I am liaison to Jewish communities at the New York City Commission on Human Rights. In addition, I translated Yiddish to English as a Yiddish translation fellow at the Yiddish Book Center, teach Ashkenazi Hebrew pronunciation workshops, co-facilitate men’s feminist groups and am a member of the anti-Semitism working group at Jews for Racial and Economic Justice (JFREJ).

Unexpected fun fact:

I was the K-3rd grade state chess champion in 1994, and I’m writing a post-apocalyptic Jewish science fiction novel.

Quote you live by:

“Bread and roses.” 

Describe how your project/initiative/position came to be:

I co-facilitated a workshop about anti-Semitism and white supremacy on behalf of JFREJ for the New York City Commission on Human Rights. When the position came open a few months later, my predecessor recruited me for the role. It was the first time I had considered working for city government. The more I thought about it, the more it made sense. I love New York City; I was born and raised here. I love the feeling here that “life is with people.”

How does your Jewish identity/Jewish values influence the work that you do?

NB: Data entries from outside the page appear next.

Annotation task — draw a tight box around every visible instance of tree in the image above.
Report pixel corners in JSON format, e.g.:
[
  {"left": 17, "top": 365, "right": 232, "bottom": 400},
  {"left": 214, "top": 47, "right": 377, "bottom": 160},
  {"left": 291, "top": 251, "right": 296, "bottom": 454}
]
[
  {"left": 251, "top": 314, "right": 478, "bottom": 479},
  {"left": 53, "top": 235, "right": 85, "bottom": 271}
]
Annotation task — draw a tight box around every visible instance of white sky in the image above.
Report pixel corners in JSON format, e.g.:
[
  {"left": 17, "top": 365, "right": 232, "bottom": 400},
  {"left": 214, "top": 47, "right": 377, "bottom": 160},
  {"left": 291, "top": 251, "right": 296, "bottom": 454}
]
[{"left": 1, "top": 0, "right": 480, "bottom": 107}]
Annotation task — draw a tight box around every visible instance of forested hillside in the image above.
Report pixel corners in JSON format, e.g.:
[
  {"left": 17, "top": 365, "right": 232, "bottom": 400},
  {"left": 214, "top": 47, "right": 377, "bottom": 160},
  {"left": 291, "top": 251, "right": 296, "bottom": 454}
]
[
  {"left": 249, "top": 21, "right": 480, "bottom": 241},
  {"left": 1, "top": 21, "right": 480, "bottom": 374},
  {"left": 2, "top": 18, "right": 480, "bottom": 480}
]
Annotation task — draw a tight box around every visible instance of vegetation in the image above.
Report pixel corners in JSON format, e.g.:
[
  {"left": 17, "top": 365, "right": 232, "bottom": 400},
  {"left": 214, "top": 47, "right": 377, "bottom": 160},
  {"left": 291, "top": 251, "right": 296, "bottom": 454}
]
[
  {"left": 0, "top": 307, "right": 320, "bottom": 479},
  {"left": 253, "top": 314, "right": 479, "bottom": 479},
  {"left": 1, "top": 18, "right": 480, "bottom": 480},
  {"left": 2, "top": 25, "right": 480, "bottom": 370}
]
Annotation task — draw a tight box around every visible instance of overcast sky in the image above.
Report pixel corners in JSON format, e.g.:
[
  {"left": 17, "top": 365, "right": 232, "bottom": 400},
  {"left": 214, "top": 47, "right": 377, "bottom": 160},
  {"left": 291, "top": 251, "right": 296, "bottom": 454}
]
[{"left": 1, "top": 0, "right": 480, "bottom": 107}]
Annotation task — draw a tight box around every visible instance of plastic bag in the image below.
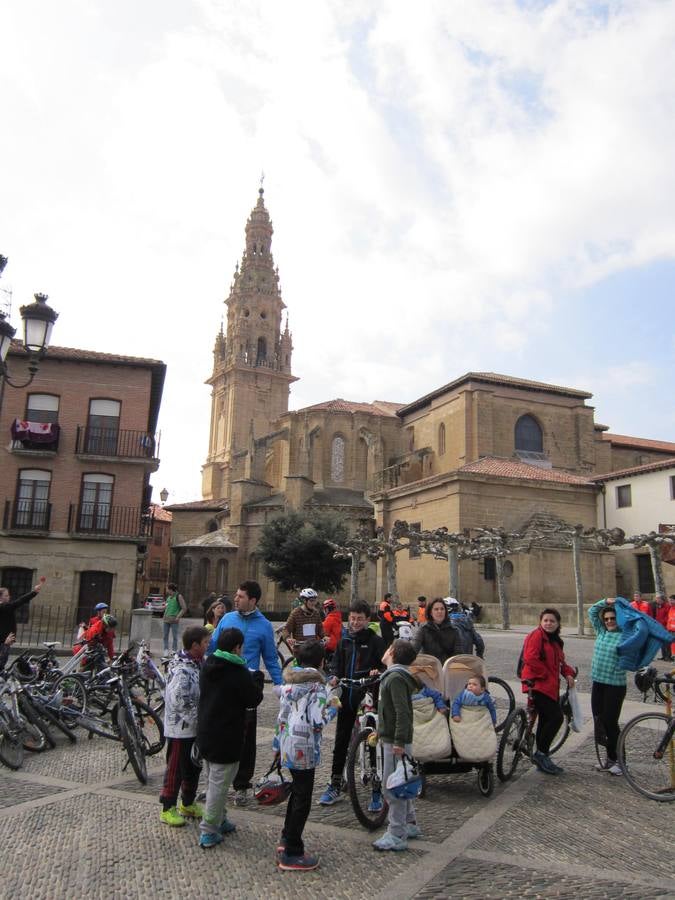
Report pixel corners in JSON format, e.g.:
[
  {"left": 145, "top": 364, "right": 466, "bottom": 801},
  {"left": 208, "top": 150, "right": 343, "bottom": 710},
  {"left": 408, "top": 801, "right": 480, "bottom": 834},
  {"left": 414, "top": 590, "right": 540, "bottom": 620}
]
[
  {"left": 568, "top": 685, "right": 584, "bottom": 733},
  {"left": 386, "top": 754, "right": 422, "bottom": 798}
]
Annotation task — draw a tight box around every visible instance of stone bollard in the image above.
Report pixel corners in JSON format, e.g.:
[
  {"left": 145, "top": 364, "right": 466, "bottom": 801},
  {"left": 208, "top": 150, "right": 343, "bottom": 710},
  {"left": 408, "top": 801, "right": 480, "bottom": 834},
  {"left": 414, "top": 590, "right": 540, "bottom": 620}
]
[{"left": 130, "top": 608, "right": 154, "bottom": 646}]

I grew up going to shul in the Lower East Side with poor and working-class immigrants from the Old Country. Their culture was deep, rich, frank, wry, argumentative, filled with Torah and Yiddish. It was alive; it had long ago been devastated by the Holocaust, and since then largely abandoned by mainstream Jewry for the safer life afforded by assimilation into whiteness and middle-class culture. The shuls I grew up in were crumbling, mouldering, part of the overall devastation caused by white flight in the ’70s from the Lower East Side and divestment of private and public services from an increasingly Puerto Rican neighborhood. Yet the life inside was vibrant, homey, alive; above all, we showed up every week knowing we needed Yiddishkeit, and we needed each other.

How does your Jewish story inform your work?

Jewish cultures are deep and beautiful, worth remembering, enacting and making anew. The quality of Jewish communal life in NYC is just as much determined by fair and accessible housing prices as it is by inner cultural development. Widespread gentrification and displacement devastates and impoverishes working-class black and brown communities. Though we’re all affected differently, we so need to extend different priorities and types of solidarity to one another; the only way out of this mess is together.

Best advice you received:

“In a full life, there is enough time for everything — just not all at once.”